Yoga: union of mind, body and spirit. I feel better connected to God and others when I operate out of a place of wholeness and have recently had a MAJOR aha! There must be Divinity in ALL of me– my body has an innate wisdom to communicate, I use my mind to learn and problem solve and my heart/spirit guides me in ways I can trust but that are not always readily apparent. One important message that came through on my mat recently was “I have found a place of paradox where I can live peaceably. It is there that I am confident I am enough, I know enough and my unique gifts are enough. AND YET, I actually know very little of the larger reality at work.

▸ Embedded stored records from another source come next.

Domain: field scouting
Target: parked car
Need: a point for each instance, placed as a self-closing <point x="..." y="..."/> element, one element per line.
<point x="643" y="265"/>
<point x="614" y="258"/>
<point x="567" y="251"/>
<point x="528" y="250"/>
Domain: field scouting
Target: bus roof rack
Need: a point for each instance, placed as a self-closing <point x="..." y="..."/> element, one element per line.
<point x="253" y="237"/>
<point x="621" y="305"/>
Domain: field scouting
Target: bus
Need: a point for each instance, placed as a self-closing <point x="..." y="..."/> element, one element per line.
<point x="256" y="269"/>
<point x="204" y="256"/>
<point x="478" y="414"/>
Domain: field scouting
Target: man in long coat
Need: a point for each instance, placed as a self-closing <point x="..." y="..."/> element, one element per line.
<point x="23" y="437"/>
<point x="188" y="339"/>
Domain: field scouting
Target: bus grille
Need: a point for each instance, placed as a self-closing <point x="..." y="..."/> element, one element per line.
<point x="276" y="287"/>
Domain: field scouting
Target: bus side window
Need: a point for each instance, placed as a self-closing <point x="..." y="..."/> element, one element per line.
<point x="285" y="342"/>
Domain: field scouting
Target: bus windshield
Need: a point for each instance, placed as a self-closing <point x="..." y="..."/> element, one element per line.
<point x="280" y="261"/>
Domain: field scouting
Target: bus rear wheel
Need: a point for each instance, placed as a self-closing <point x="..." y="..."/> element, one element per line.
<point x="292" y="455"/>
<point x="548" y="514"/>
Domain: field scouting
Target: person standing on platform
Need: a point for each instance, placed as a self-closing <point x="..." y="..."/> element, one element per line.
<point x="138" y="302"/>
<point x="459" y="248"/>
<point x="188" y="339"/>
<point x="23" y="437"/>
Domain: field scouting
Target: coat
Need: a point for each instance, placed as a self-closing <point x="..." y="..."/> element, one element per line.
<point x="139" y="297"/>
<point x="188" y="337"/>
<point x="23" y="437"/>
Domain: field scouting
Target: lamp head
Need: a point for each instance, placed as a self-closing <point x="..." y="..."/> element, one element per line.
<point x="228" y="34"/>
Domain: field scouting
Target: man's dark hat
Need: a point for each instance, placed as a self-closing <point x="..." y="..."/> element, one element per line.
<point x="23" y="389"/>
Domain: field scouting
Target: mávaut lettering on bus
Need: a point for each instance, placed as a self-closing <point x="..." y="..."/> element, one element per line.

For most of my 48 years I have ignored the communications generated by my belly pains, tears, goosebumps, hangovers and tiredness…forging ahead with an abundance of ice cream, margaritas and pasta! It seems that after 10 years of regular yoga and meditation practice, I have been regularly receiving communication from the wisdom placed in my physical body. What a revelation that my spirit isnt to be revered above my mind and body. What a confirmation from my main man, JC, that He is the Truth– Divinity and Humanity co-existing in one being. Herein, lies one of the many similarities between yogic philosophy and Jesus’s teachings, but somehow history has separated the two. And not just separated but much of traditional, fundamental Christianity will point to yoga’s roots in Hinduism as satanic. It is one of my missions in life to work so that people who are intimidated by trying yoga at a local studio can experience embodying the Divine alive inside each and every one of us. The obvious space is in the local churches!!
I am journeying toward equanimity and respect for each.
I love my body and I love my spirit but there remains judgment about the mind. For many of my students, it seems that most of their criticism is toward their body. As I get older, my mind is challenging me with memory issues and focus. However, I initially pursued a meditation practice to aid in this holistically nearly three years ago and that step was the first in me finding my true calling: teaching yoga and meditation to the incarcerated and now other underserved populations.
Alan Watts says that ‘the loss of paradoxical thinking is the great blindness of our civilization’ and Father Richard Rohr goes on to say “which is what many of us believe happened when we repressed the feminine side of our lives as the inferior side. It was a loss of subtlety, discrimination, and capacity for complementarity.” Each of us houses masculine and feminine energies. May the gentle, compassionate and interconnected in each of us arise and flourish.